Faience is the term for tin-glazed earthenware made in France from the late sixteenth century until the end of the eighteenth century. The pieces were either thrown on a potter’s wheel and formed in a mold, or, less frequently, shaped by hand. Because the clay used was naturally porous, it was then covered with a vitreous glaze made of silica (sand) and lead oxide that rendered the vessel impermeable. With the addition of tin oxide, the transparent glaze became opaque white, thus covering the less attractive color of the underlying clay, which ranges from gray to red depending on its origin. Painted decoration composed of metallic oxides was then applied on top of the uniformly white glaze. Faience is typically categorized according to whether it is decorated using the grand feu (high fired) or petit feu (low fired) technique. The pieces in the exhibition were all made with the grand feu technique. With this technique, metal oxides are mixed with water and applied onto the tin-glazed surface before firing at a temperature of about 900 °C (1650 °F). The palette is consequently limited to those oxides that can withstand such heat: cobalt (blue), antimony (yellow), manganese (purple-brown), iron (red-orange), and copper (green). These oxides are absorbed into the unfired glazed surface and permanently fused into the tin-glazed layer upon heating in a kiln.

The first pieces of French faience were made at the end of the sixteenth century, but the technique had been known for centuries. First discovered by Islamic potters about 800 AD in what is modern-day Iraq, it quickly spread as a result of Arab conquests and commercial exchange in the Mediterranean, arriving in Italy during the thirteenth century. The resulting Italian production, known as maiolica, experienced a Golden Age during the fifteenth and sixteenth centuries, with centers in Urbino, Casteldurante, Pesaro, Faenza, Deruta, and Gubbio.
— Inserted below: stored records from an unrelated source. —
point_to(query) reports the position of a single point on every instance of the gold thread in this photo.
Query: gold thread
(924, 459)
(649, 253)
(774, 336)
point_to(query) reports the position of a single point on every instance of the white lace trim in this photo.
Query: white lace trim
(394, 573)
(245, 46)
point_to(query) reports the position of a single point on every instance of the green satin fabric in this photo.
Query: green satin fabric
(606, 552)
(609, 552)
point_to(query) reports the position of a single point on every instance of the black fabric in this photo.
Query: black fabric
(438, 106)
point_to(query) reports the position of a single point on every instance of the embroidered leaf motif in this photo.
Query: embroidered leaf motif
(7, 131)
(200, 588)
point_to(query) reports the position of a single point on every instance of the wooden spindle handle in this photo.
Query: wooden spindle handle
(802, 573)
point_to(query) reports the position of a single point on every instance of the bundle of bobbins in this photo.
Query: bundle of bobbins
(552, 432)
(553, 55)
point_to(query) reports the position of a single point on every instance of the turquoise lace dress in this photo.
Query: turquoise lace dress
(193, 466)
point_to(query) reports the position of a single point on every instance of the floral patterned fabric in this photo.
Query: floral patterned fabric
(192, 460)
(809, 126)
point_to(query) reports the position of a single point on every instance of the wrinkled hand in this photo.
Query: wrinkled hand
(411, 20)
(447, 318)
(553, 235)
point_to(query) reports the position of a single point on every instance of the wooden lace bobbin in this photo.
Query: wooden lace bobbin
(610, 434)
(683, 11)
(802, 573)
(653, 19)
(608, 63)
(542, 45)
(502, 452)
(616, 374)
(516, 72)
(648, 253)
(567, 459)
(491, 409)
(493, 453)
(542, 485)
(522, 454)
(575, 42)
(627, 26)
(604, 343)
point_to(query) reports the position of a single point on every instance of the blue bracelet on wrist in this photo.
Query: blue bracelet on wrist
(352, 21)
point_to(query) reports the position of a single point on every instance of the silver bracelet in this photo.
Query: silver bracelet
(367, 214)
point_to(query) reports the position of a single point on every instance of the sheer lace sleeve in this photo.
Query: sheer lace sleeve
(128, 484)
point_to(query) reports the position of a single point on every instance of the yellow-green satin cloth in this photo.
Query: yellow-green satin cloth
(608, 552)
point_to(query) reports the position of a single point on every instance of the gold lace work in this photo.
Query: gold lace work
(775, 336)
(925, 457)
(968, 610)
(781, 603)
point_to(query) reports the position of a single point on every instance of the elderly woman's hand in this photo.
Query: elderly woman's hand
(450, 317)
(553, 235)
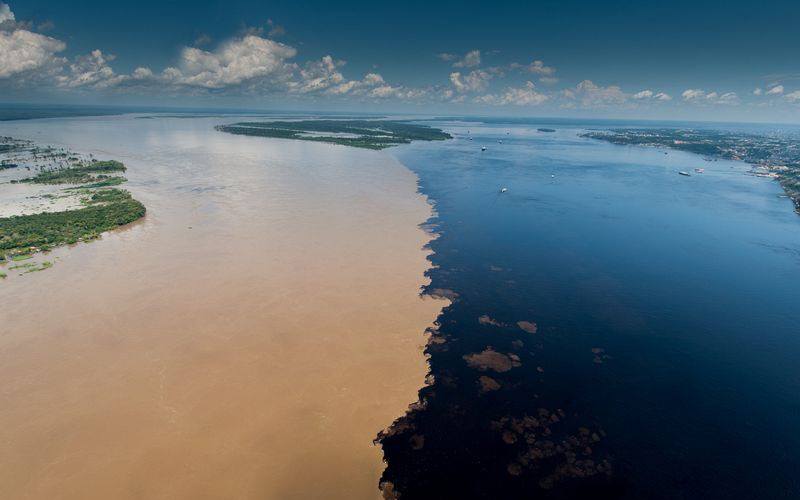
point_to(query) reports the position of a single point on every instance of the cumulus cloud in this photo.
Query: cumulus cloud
(475, 81)
(91, 70)
(318, 76)
(703, 97)
(776, 90)
(234, 63)
(535, 67)
(24, 53)
(649, 95)
(470, 60)
(590, 95)
(526, 95)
Italian Renaissance maiolica elevated tin-glazed earthenware from a sophisticated type of pottery to an ambitious art form that rivaled contemporary silver and ancient ceramics. It also strongly influenced the production of tin-glazed earthenware in France, as reflected in the French word faience, which derives from the northern Italian city of Faenza, an important center of maiolica production.

The production of French faience spans more than two centuries — from its first introduction in Lyon by Italian immigrants in the late sixteenth century to its diffusion throughout the provinces of metropolitan France during the seventeenth and eighteenth centuries. A feat of technical achievement, French faience draws inspiration from multiple sources. Its decoration is indebted to maiolica, Asian porcelain, and contemporary engravings and its forms derive mostly from European ceramics and silver.
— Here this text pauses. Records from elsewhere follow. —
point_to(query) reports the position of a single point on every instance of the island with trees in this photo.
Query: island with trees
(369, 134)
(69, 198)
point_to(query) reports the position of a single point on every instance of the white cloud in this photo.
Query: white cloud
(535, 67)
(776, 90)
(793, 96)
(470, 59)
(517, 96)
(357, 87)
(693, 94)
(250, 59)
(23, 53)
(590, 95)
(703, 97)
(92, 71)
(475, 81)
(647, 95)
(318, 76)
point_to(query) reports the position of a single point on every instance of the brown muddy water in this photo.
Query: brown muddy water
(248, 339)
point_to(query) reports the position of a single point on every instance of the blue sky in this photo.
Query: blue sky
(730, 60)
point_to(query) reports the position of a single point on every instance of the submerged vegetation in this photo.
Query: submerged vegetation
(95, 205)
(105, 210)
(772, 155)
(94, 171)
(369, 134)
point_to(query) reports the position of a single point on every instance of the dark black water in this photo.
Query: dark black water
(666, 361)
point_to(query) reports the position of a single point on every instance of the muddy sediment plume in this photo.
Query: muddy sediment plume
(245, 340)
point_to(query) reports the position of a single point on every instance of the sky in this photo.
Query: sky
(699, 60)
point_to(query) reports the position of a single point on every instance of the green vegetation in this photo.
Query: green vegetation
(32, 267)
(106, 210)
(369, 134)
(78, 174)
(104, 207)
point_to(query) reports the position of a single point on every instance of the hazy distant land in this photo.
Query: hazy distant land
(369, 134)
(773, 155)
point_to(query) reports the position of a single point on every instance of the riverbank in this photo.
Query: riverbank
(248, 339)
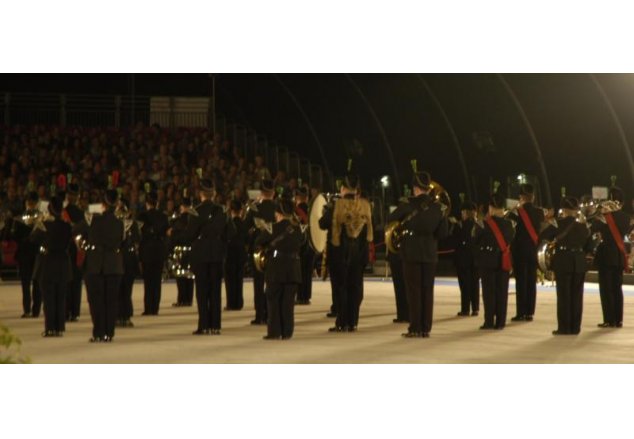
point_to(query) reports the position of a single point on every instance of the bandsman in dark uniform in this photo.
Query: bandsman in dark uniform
(236, 259)
(351, 233)
(424, 223)
(26, 254)
(53, 270)
(129, 249)
(611, 258)
(104, 268)
(184, 285)
(492, 241)
(325, 223)
(570, 240)
(464, 260)
(207, 235)
(75, 216)
(307, 255)
(528, 220)
(152, 251)
(283, 270)
(258, 218)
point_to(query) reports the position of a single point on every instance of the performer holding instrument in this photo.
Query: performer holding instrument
(568, 240)
(422, 222)
(528, 219)
(351, 233)
(612, 224)
(283, 270)
(492, 239)
(260, 216)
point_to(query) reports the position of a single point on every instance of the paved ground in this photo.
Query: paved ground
(167, 338)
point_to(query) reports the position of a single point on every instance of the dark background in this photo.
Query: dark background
(576, 133)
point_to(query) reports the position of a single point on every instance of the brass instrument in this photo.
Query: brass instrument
(394, 230)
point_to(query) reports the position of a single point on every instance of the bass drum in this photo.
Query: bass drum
(316, 237)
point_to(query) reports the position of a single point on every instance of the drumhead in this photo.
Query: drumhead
(317, 237)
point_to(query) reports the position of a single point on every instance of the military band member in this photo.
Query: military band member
(492, 239)
(184, 285)
(75, 216)
(207, 235)
(611, 259)
(351, 233)
(152, 251)
(54, 268)
(304, 293)
(236, 259)
(129, 249)
(26, 254)
(283, 270)
(263, 213)
(464, 260)
(528, 219)
(104, 268)
(424, 222)
(325, 223)
(570, 240)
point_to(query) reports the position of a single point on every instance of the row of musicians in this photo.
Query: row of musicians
(486, 251)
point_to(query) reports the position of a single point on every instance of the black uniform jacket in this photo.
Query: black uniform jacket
(523, 244)
(282, 248)
(488, 252)
(423, 230)
(608, 254)
(105, 236)
(207, 234)
(571, 245)
(53, 262)
(463, 238)
(153, 233)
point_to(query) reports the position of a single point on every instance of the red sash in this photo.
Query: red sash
(506, 249)
(527, 223)
(609, 219)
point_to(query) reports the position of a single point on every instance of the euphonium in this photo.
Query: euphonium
(394, 230)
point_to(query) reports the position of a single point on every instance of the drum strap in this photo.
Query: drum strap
(504, 247)
(618, 239)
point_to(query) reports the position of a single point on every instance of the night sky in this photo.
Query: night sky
(577, 135)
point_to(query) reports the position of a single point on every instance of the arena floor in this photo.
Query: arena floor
(167, 338)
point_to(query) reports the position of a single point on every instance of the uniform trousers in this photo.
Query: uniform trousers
(569, 301)
(419, 284)
(208, 294)
(525, 271)
(400, 293)
(280, 299)
(495, 296)
(469, 282)
(54, 305)
(103, 292)
(611, 292)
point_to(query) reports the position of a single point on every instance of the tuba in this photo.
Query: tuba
(395, 230)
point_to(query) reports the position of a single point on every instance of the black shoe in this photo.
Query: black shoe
(337, 329)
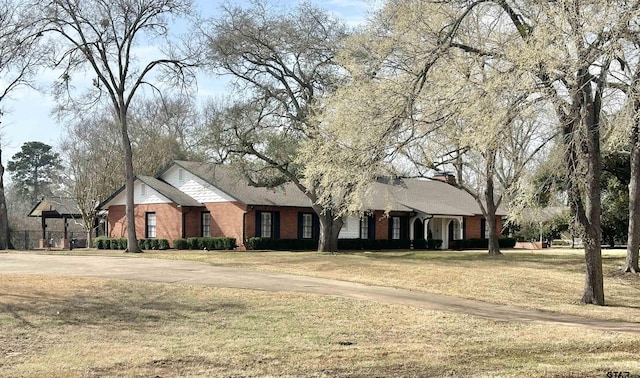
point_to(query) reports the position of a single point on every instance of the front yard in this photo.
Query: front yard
(61, 326)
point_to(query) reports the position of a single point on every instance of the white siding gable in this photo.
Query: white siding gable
(194, 186)
(350, 228)
(150, 196)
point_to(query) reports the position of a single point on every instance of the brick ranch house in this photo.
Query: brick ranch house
(193, 199)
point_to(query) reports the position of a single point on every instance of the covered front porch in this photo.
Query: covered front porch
(436, 227)
(55, 208)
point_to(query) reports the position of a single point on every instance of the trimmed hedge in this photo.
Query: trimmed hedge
(153, 244)
(484, 243)
(427, 244)
(107, 243)
(310, 244)
(282, 244)
(121, 243)
(209, 244)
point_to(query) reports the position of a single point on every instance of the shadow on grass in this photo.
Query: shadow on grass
(560, 262)
(137, 308)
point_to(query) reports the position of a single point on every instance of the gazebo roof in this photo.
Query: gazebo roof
(56, 207)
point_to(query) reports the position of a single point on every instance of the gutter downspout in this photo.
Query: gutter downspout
(184, 221)
(244, 225)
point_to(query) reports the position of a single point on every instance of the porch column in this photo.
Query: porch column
(445, 232)
(426, 228)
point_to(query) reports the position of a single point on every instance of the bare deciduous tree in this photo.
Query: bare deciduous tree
(19, 57)
(103, 37)
(282, 63)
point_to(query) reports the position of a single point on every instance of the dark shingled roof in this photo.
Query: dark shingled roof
(170, 192)
(61, 205)
(233, 184)
(428, 196)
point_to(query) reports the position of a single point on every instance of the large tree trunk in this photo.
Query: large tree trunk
(584, 165)
(494, 244)
(490, 203)
(132, 240)
(5, 240)
(633, 235)
(329, 231)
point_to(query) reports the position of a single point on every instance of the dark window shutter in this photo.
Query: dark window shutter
(315, 224)
(275, 219)
(258, 224)
(404, 228)
(464, 228)
(372, 227)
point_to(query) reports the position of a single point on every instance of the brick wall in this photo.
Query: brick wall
(473, 227)
(288, 220)
(168, 221)
(226, 219)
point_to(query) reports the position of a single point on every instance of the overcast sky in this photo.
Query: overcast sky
(27, 117)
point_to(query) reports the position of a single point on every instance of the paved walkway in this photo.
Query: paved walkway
(194, 273)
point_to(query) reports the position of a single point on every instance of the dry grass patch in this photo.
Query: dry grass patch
(549, 280)
(53, 326)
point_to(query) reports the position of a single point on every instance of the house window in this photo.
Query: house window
(364, 228)
(205, 218)
(307, 226)
(454, 230)
(395, 228)
(150, 225)
(267, 222)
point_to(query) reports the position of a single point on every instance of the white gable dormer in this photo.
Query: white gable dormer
(194, 186)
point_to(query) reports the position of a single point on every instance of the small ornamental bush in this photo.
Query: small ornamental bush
(180, 244)
(210, 244)
(100, 242)
(163, 244)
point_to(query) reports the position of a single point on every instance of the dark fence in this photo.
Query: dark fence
(30, 239)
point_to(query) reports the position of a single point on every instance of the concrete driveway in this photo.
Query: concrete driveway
(194, 273)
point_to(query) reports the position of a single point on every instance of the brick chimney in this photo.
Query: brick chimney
(447, 177)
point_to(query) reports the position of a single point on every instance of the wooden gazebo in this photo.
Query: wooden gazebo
(55, 208)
The seventy-five pieces presented in this exhibition — all of them a promised gift to The Frick Collection — came from the most important private collection of French faience in the world, assembled over the last fifty years by Sidney R. Knafel. Their superior quality belies the fact that French faience was essentially a provincial art, largely patronized and commissioned by a local aristocracy and made far from the centers of political power in Versailles and Paris.